“Just listen,” is not as easy of a task as most make it out to be. Listening is an art, a skill that can be mastered.
How does one listen? I have always found it interesting that from a very young age, we have constantly been told to “listen” and to “pay attention” without ever being taught how to. Even as adults, we so often neglect the importance of what it truly means to listen.
Listening is an art, and trust me, it takes a lot of practice. There are a lot of aspects that come into play when listening to another speak.
Investing All of One’s Attention Into Listening
I would consider this to be the aspect of most importance when it comes to listening to another. Directing one’s attention towards one thing at a time requires intense focus, practice, and self-discipline (especially within the fast-paced society we’ve constructed for ourselves).
When listening to another, it is of utmost importance to give them all of your attention within that moment. If one is simultaneously attempting to complete a separate task, or if their mind is wandering the entire time, then their attention is not being fully invested in what the other has to say, and they are therefore not listening.
Being Present
Being present goes hand in hand with investing one’s attention into what the other has to say. If one is not fully present for the other, whether it be focusing on what is to come, or focusing on what has already passed, then they will not be able to comprehend the message that the other is trying to convey within that moment.
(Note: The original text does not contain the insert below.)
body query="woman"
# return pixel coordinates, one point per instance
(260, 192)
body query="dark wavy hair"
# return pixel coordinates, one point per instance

To be present with someone is to be grounded within the moment, to connect on a deeper level; A level deeper than the identities and mental-constructs of what we expect others to be. It is important to do this so one can accurately become conscious of what the other is actually trying to communicate, instead of formulating one’s own misinterpretation of what the other was originally intending to express.
Maintaining an Open Mindset
If we hold onto the assumption that we already know what the other has to say, then we are also implying that whatever the other has to say is not important, or does not matter.
I always remind myself that regardless of what the other is trying to communicate, their feelings are valid, and they deserve to be heard. This does not mean that I have to agree with or believe everything that they have to say, but by no means does it suggest that I have to disregard their thoughts and feelings.
One cannot truly listen to what another is trying to communicate if they have already established a presumption in their mind of what they are going to say. If one listens with an open mind, letting go of all preconceived notions and expectations, then they will be able to effectively hear the message that the other is attempting to convey to them.
Acknowledging the Beingness in Another
Lastly, acknowledgement is so powerful. It is important to acknowledge the beingness and conscious aspect of the other as you are listening and present for them. The other is not simply an object existing only to serve, the other is a living, breathing, human being with thoughts, feelings, and perception just like you and me.
Once one practices becoming aware of the fact that how we treat others is equally as important to the way in which we treat ourselves, and that what others choose to express to us is equally as important to what we have to say, we then are able to communicate from a place of compassion and higher awareness rather than placing the importance only on the points that matter to us and our own objectives.